On 11 May 2007, the Polish Constitutional Tribunal ruled the partial inconsistency of the new lustration law with the Constitution. According to the President of the Tribunal, Jerzy Stepien (right), the lustration law is feasible despite the necessity to introduce amendments. (14-MAY-07)

Written by Marta Lempicka/HRH Warsaw
Sources:
www.tribunal.gov.pl, www.gazeta.pl
Photo: The Polish Constitutional Tribunal

The new lustration law entered into force on 15 March 2007. According to this law, lustration was supposed to apply to all persons who served public functions. At the same time, the term is defined very extensively and includes inter alia university authorities, scholars, journalists, members of the board of joint stock companies. The act also introduced a new definition of cooperation with security services and strict sanctions for failing to submit a lustration statement and for being found guilty of a so called “lustration lie”. Academic teachers, journalists and intellectuals protested against the act.  The Helsinki Committee in Poland   also published its position indicating violations of human rights resulting from the act.

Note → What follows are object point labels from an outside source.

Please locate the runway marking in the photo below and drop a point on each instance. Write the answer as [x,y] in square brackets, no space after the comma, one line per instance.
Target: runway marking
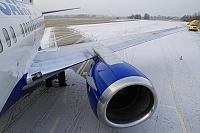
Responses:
[55,125]
[179,116]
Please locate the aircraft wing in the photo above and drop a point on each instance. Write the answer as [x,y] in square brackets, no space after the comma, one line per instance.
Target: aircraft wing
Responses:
[50,62]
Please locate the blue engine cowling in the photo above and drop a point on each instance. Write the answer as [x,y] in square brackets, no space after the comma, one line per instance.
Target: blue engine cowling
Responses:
[120,95]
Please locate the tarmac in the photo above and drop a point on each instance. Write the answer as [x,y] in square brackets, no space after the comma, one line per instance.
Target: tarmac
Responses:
[176,80]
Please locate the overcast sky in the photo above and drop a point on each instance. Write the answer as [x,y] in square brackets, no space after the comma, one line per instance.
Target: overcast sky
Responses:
[123,7]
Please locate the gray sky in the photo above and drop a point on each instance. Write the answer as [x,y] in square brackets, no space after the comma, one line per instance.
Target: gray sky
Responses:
[123,7]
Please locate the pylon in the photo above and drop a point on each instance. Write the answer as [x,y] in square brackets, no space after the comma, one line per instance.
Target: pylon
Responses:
[181,57]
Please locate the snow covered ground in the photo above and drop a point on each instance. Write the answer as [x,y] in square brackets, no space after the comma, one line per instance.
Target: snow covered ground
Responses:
[176,81]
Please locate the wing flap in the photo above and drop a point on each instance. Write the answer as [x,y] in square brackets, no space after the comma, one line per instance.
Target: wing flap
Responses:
[48,63]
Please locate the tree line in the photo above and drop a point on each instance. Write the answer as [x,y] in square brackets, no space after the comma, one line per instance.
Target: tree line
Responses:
[189,18]
[138,16]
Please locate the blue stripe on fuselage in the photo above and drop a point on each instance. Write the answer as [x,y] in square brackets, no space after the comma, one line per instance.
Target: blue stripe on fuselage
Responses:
[15,95]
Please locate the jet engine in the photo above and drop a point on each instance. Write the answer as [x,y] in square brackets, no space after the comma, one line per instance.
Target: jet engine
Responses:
[119,94]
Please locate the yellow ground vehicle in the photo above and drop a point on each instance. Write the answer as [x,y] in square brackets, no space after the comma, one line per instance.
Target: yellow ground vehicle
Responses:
[194,25]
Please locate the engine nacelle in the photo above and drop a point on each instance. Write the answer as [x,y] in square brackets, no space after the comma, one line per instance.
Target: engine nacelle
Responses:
[119,94]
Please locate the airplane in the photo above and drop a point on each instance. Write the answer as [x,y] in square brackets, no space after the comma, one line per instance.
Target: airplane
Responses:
[120,95]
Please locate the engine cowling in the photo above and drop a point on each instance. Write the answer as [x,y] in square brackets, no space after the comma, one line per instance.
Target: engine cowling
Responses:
[120,95]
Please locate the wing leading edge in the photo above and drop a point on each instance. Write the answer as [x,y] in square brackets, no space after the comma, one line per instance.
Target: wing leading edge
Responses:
[49,63]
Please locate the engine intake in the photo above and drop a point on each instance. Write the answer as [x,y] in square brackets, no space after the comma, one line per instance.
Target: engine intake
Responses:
[120,95]
[127,102]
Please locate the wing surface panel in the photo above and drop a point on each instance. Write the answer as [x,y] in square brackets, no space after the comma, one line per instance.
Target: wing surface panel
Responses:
[49,62]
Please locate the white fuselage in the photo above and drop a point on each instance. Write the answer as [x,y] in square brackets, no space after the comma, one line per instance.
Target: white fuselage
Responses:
[17,53]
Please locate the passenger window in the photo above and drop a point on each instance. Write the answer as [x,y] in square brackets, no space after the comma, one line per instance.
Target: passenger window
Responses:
[25,28]
[13,34]
[6,35]
[1,47]
[22,29]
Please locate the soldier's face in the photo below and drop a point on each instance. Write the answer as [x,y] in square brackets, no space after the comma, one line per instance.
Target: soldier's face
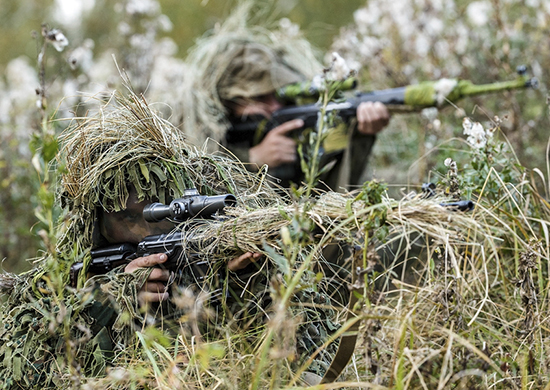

At the beginning of 2007, a group of Sejm representatives filed a motion to the Polish Constitutional Tribunal to assess the conformity of the lustration law with the Constitution of the Republic of Poland. The Tribunal considered their complaint on 9-11 May 2007, a few days before the deadline for submitting statements (15 May). The authorities attempted to delay the consideration of the motion by the Constitutional Tribunal. First, the Speaker of the Sejm Ludwik Dorn (Law and Justice party – PiS) approached the Tribunal asking it to postpone the consideration of the complaint. When the Tribunal decided not to change the date of the session for this case, a representative of the Sejm (a member of PiS) brought about a situation, where the President of the Tribunal excluded two Tribunal judges from the ruling lineup. The President of the Tribunal made this decision due to suspicions (as it turned out insufficiently substantiated ones) made by the Sejm representative regarding cooperation with security services during the period of the Polish People’s Republic (PRL).

On 11 May, the Tribunal issued a verdict, in which it stated that this law is partially unconstitutional. Inter alia the following issues were considered as unconstitutional: the template of the lustration statement, limiting the opportunity for the court to close the trial to the public and depriving the lustrated individual of the right to lodge a cassation appeal. The Tribunal shortened the list of categories of individuals subject to lustration and decided that the archives of the Institute of National Remembrance will be closed until a new law is passed.                             

In accordance with Polish law, the Tribunal ruling enters into force on the day of its publication in the Journal of Laws, only that the Prime Minister decides when it will be published. If this does not take place by 15 May, than many people will face a dilemma of what position they should take on the binding act, which the Tribunal ruled unconstitutional.